**About the Program**

The goal of this thematic program is to bring together leading experts in Analysis and Partial Differential Equations for a trimester in IMPA to present a perspective on the current trends on selected research topics and to foster the scientific collaboration with researchers in the Brazilian and South American communities. The focus of the program will be on the analysis of elliptic and kinetic PDEs including the following topics:

- Fully nonlinear equations;
- Free boundary problems;
- Particle systems and kinetic equations.

Special focus will be given to young researchers and graduate students through a number of activities programmed for the period. These include:

- regular seminars and mini-courses;
- a workshop in the beginning of the program;
- CAPES School of High Studies, featuring Prof. Luis Caffarelli;
- special sessions on the Brazilian Mathematical Colloquium;
- a conference at the end of the program.

Research Topics

*Fully nonlinear equations*

The research in nonlinear elliptic equations is one of the most developed in mathematics and of great importance because of its applications in broader scientific disciplines such as differential geometry, fluid dynamics, phase transitions and mathematical finance. In the past few years, we have witnessed many new developments in the theory of homogenization and nonlocal diffusive processes related to the study of fully nonlinear equations. This has fostered a better understanding of problems in material science, optimal design and valuation of financial options, just to mention a few examples. They also arise naturally as the equations governing any probabilistic model whose values may take long jumps. This program will present the latest developments in the subject by exploring recent and modern techniques, and addressing further directions and important open problems.

*Free boundary problems*

Free boundary problems are the central subject in the study of phenomena where phase transitions occur. They arise when one attempts to describe a discontinuous change of behavior in a physical or biological quantity. Applications appear in stopping time for optimal control, ground water hydrology, plasticity theory, optimal design and problems in superconductivity. Typical examples are the evolution of an ice-water mixture, an elastic membrane constrained to stay within a given region and in the description of laminar flames as an asymptotic limit for high energy activation. In recent years, we have seen a substantial progress in the understanding of free boundary problems involving nonlocal operators. These operators appear in the study of reaction-diffusion problems in plasma physics, semi-conductor theory and flame propagation in the presence of turbulence or long-range interactions. This program will present the research in the subject by examining the latest achievements and results obtained in the field.

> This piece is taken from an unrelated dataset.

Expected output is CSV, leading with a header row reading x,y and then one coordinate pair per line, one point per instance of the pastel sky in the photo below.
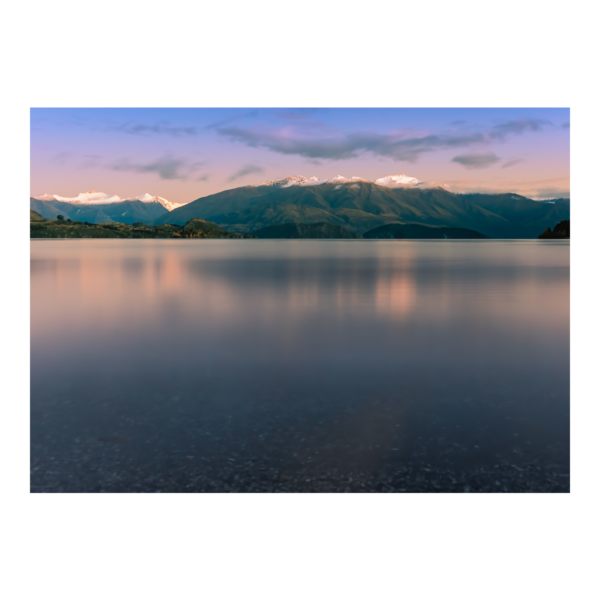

*Particle systems and kinetic equations*

Kinetic theory was originally devised to explain macroscopic properties of gases. Such initial work was culminated with the introduction of the Boltzmann transport equation by L. Boltzmann in 1872. Today, modern kinetic theory has emerged as an indispensable tool to give a quantitative description of diverse phenomena in many sciences such as physics, chemistry, biology, social sciences and economics. Applications ranging from semi-conductors, plasmas, cell dynamics, flocking, traffic, granular materials, to neuron networks, random wave propagation, multi-scale modeling and inverse problems are among the scope of kinetic theory. Interestingly, the underlying equation is always the Boltzmann equation, that is, a transport term equated to an integral (usually non-linear) operator. The mathematics of such equation, even after the progress of the last 30 years, is at the early stages; basic questions such as existence and uniqueness of solutions for general initial configurations and the rigorous validation of the equation are formidable (and open) tasks. This program will address some of the important questions and the mathematics developed in recent years to answer them, and give perspective of the new trends, open problems and relevant questions in the theory for the years to come.